Kelas 1E, label yang selalu teringat jika ditanya kelas apa kamu?. Berisi sekitar 42 orang murid, dengan latar belakang keluarga yang berbeda-beda, Adzim salah satunya. Adzim teman sebangku yang sukanya tidur dan masa bodoh dengan orang lain, favoritnya hanyalah mendengar bel istirahat, lari ke kantin dan menghabiskan uang saku sepuasnya. Satu lagi favoritnya, mendengar bel pulang. Pasti dia akan lari kencang menuju angkot yang sudah siap berbaris rapi seperti anak pramuka yang lagi PBB. Sebelumnya pertemuan adzim denganku mungkin memang sudah dijodohkan (baca : sebagai teman sebangku), hari pertama MOS dia diantar oleh ayahnya yang ternyata lahir di desa tempat aku dibesarkan.
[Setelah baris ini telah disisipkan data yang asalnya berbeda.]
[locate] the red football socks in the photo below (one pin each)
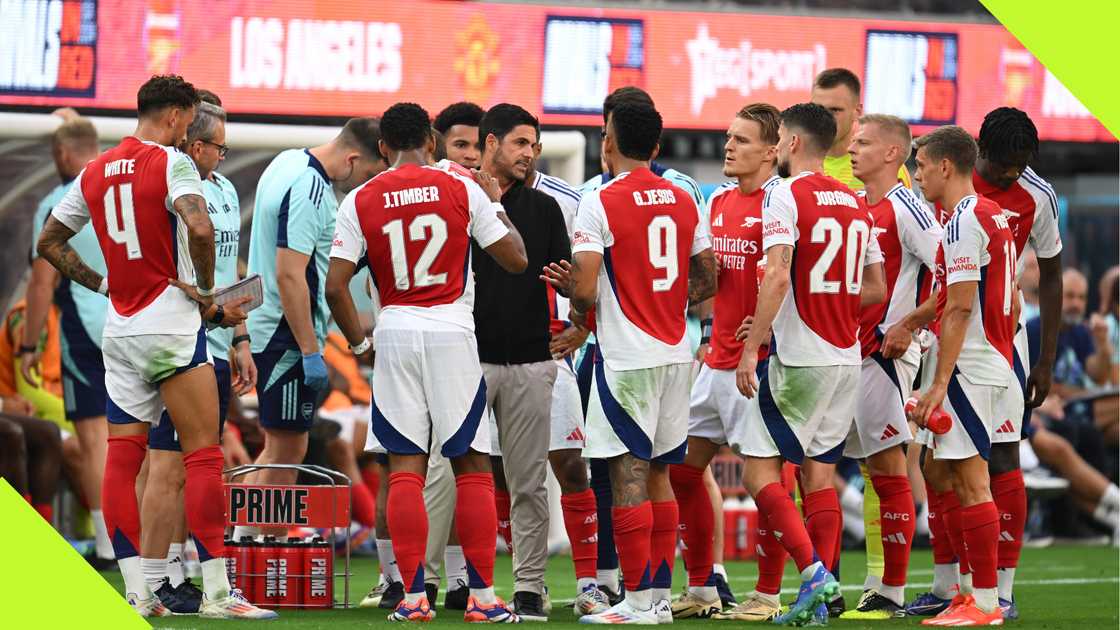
(201, 500)
(771, 558)
(823, 521)
(663, 543)
(951, 516)
(896, 511)
(698, 522)
(581, 522)
(1010, 497)
(119, 505)
(476, 522)
(633, 526)
(980, 529)
(786, 525)
(502, 503)
(408, 527)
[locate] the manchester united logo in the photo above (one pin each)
(477, 57)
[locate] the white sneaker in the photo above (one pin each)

Kita saling kenal dan ternyata kita sekelas. Yang paling khas dari Adzim adalah senyumnya yang tulus dan tanpa beban, dan seolah berkata
“persetan dengan semuanya, yang penting aku senyum ke semua orang”
Ya, senyum adalah sesuatu yang sangat indah untuk dilihat dan dirasakan, meskipun senyum itu datang dari orang yang belum kita kenal. Senyum ibarat pembawa warna dalam jiwa yang kesakitan. Senyum yang tulus datang untuk merobek rasa benci dan angkuh yang tertanam dalam roh kita. Senyum lambing dari kedamaian yang penuh arti dan simbol dari kejujuran dalam hati.
Bulan Agustus akan kita jalani, dengan berbagai perlombaan yang mulai tak aku pahami maknanya. Wali kelas member kuasa kepada Neichi untuk menunjuk teman-temannya mengikuti perlombaan. Dan, aku ditunjuk mewakili lomba adzan, pusing dah waktu ditunjuk tuh. Bukan masalah hafal adzan atau tidak, tapi yang ngga sanggup tuh dilihat begitu banyak orang. Protes, tapi tetap tidak diganti, hal yang diotak hanyalah mogok untuk tidak ikut. Saat perlombaan berlangsung, Neichi menangis melihat aku yang mogok tidak mau ikut, mungkin karena takut dimarahin oleh wali kelas. Akhirnya dengan terpaksa dan didorong oleh keinginan teman-teman (khusunya Neichi sang ketua kelas kita), berat hati aku ikut. Mendengar suara sound memanggil namaku.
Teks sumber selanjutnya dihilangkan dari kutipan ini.